If you read the letter closely the default option is to retain the existing meter but be charged a monthly fee if you don’t respond, the last time I checked negative option billing was illegal in this province, it has been since the cable companies in the ’90s attempted to charge customers for extra channels that they did not opt out of.
Even the option for a not-so-smart meter with the transmitter turned off isn’t really an option. How would you know in fact that the transmitter was in fact turned off? They’ve been lying to us all along!
Also why a monthly fee? Until recently the meters were read bimonthly.
What’s more, Fortis B.C already has meter readers, employed by Accenture, going around and reading the gas meters manually. Are they insinuating that the same readers can’t also read electric meters while on their route?
From the wording in the letter, BC Hydro would like you to believe that you have no choice but to accept the smart meter or pay a significant amount to do otherwise. They are saying they will even be charging for a non-functioning smart meter with the transmitter turned off.
This is their intention, but NOT the reality.
BC Hydro must apply to BCUC (BC Utilities Commission) for approval of their fee structure to justify it. If BCUC approves, these fees could go in immediately, but until that decision is made by the BCUC, Hydro cannot, within the law, go forward with what is stated in the letter.

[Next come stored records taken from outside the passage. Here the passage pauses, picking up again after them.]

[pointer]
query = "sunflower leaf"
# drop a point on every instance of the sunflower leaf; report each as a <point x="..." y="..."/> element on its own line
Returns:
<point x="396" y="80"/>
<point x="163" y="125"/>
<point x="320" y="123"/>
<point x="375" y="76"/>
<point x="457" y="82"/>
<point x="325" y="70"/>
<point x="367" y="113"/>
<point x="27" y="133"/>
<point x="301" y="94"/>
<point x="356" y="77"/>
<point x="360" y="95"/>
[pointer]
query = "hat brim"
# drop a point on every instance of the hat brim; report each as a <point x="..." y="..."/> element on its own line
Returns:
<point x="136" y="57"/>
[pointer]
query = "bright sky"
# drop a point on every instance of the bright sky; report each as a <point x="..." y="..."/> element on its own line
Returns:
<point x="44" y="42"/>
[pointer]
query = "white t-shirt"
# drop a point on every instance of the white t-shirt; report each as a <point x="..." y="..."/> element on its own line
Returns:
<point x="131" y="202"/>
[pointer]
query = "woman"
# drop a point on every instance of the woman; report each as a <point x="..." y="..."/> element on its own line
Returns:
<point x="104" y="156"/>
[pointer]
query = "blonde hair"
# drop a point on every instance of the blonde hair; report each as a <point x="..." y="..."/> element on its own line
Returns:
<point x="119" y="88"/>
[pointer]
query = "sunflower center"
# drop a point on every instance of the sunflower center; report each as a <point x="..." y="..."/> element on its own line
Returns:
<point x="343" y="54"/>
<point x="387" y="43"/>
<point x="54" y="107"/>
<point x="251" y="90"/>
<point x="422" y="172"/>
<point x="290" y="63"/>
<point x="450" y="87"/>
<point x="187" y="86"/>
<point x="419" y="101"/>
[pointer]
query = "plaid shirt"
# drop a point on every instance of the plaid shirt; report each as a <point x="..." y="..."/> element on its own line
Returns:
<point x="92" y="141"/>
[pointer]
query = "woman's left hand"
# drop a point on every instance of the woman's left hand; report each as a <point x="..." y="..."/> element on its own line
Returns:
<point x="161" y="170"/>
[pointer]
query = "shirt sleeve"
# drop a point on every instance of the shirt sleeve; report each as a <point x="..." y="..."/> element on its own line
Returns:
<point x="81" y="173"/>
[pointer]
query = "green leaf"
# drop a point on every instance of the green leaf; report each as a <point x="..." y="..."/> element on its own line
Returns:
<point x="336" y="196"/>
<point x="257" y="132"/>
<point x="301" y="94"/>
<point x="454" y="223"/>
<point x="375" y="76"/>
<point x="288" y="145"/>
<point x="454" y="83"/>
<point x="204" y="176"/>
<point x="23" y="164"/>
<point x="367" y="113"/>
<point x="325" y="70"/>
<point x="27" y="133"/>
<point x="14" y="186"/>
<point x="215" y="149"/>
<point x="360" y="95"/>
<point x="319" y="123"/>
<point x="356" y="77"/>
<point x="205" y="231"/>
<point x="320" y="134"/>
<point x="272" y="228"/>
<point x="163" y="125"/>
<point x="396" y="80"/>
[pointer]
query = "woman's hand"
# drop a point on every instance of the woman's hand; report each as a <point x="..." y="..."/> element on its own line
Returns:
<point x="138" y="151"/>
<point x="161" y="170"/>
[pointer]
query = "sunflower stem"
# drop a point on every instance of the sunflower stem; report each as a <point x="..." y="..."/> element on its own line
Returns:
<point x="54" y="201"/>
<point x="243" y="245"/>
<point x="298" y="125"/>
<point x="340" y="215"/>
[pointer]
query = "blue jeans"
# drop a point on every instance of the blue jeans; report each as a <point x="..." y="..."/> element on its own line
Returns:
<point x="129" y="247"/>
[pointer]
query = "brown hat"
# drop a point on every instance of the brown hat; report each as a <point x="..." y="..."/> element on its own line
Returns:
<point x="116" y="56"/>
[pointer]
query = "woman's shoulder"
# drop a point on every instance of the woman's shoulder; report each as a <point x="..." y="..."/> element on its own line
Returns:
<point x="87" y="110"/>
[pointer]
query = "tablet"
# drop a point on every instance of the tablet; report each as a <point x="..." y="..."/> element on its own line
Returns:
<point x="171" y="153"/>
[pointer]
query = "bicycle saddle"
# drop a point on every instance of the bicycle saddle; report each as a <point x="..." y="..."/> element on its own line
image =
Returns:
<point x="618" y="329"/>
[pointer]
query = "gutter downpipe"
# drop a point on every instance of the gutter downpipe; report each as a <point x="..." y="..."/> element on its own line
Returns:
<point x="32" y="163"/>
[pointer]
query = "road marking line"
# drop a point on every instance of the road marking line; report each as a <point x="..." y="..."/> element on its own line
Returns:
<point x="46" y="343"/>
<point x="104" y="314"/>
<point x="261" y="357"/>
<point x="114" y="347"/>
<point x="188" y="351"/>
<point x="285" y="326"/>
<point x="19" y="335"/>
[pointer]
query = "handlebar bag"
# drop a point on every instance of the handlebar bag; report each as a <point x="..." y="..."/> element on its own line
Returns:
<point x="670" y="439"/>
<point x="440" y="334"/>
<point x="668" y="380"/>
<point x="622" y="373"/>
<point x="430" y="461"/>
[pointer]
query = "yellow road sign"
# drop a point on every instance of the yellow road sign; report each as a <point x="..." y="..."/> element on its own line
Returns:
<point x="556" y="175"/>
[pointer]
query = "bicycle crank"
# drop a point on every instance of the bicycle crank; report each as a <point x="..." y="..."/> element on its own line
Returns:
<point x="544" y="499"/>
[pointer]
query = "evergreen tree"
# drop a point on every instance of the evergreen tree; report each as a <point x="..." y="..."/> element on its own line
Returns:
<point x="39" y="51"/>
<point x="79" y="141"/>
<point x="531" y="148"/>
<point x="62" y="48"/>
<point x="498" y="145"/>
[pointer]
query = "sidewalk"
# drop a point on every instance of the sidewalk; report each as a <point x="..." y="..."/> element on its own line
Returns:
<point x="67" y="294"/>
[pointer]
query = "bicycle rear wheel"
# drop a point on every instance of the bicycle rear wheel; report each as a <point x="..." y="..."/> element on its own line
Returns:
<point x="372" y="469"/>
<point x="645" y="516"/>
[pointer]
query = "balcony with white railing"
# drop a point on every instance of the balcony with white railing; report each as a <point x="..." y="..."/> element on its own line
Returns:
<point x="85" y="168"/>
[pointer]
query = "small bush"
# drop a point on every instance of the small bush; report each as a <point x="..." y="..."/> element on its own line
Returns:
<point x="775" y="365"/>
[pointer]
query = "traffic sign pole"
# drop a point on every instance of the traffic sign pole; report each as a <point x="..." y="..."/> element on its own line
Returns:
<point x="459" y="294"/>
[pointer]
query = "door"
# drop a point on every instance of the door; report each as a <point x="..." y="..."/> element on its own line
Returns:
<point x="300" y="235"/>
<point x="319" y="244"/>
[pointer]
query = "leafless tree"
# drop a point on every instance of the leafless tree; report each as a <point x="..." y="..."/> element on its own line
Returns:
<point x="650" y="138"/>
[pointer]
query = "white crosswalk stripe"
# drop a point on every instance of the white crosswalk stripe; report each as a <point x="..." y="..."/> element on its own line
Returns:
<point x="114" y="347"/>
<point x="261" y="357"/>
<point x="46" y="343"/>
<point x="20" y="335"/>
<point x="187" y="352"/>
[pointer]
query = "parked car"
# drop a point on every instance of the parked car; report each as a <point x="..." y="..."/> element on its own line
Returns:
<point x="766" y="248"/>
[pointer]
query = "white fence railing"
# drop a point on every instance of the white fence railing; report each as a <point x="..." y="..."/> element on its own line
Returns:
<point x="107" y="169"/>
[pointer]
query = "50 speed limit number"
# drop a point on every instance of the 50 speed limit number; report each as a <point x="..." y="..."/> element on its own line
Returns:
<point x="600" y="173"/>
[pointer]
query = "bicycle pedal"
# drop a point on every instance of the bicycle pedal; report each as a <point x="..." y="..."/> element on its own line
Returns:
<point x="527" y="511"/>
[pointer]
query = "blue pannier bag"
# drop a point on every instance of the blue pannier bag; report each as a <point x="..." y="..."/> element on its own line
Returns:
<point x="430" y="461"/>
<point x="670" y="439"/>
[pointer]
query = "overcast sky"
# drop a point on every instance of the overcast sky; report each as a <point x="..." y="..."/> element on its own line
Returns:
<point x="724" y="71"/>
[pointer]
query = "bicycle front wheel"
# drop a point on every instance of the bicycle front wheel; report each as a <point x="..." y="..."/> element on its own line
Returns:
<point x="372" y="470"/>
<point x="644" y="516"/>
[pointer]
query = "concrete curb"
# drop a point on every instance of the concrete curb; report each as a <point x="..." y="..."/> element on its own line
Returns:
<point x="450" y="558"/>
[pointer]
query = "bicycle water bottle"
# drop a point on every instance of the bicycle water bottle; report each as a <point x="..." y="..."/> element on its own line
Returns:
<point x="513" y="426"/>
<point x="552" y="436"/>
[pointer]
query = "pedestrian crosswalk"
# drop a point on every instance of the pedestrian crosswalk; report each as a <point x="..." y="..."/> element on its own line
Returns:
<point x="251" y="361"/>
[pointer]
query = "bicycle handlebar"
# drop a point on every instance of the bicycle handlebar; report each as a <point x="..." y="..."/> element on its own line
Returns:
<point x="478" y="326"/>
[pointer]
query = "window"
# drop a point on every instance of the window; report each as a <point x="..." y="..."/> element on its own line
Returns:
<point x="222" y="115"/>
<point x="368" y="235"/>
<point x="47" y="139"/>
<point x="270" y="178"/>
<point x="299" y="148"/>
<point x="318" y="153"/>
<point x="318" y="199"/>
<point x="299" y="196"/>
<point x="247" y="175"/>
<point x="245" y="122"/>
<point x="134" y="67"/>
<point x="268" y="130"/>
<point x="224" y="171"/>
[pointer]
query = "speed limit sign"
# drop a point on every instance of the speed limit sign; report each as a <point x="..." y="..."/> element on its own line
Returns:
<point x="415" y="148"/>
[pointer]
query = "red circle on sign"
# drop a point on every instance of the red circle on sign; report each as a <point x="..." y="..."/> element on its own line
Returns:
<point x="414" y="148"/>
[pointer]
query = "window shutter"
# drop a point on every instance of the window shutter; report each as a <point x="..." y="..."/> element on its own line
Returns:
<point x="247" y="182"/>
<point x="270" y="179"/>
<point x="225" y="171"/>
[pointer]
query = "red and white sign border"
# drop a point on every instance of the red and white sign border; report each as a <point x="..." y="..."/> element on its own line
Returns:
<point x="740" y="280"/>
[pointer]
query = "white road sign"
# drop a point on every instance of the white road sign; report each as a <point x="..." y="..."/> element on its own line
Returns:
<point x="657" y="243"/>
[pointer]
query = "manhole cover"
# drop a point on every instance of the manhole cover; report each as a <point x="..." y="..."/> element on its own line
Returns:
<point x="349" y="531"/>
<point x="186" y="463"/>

This they haven’t yet done.
This form letter has all the banality as the junk mail that some mail-order companies send out stating that you have “won” a contest of some sort if you respond by date X, and has about the same legal standing.
I would not and am not submitting to this farce, you can’t agree to anything made on the fly.
If you have not done so already I would encourage you to look into the class action lawsuit against smart meters submitted by the Citizens For Safe Technology group at citizensforsafetechnology.org.
While there is a suggested donation to join to help pay for legal costs, it’s far less then the non-approved fee structure Hydro implies in their letter.
If they win their case, everyone will be permitted a no-fee opt-out. If they lose, there won’t be any further consequences than what we are looking at now since the participants in the suit are kept confidential, and the suit is not seeking damages.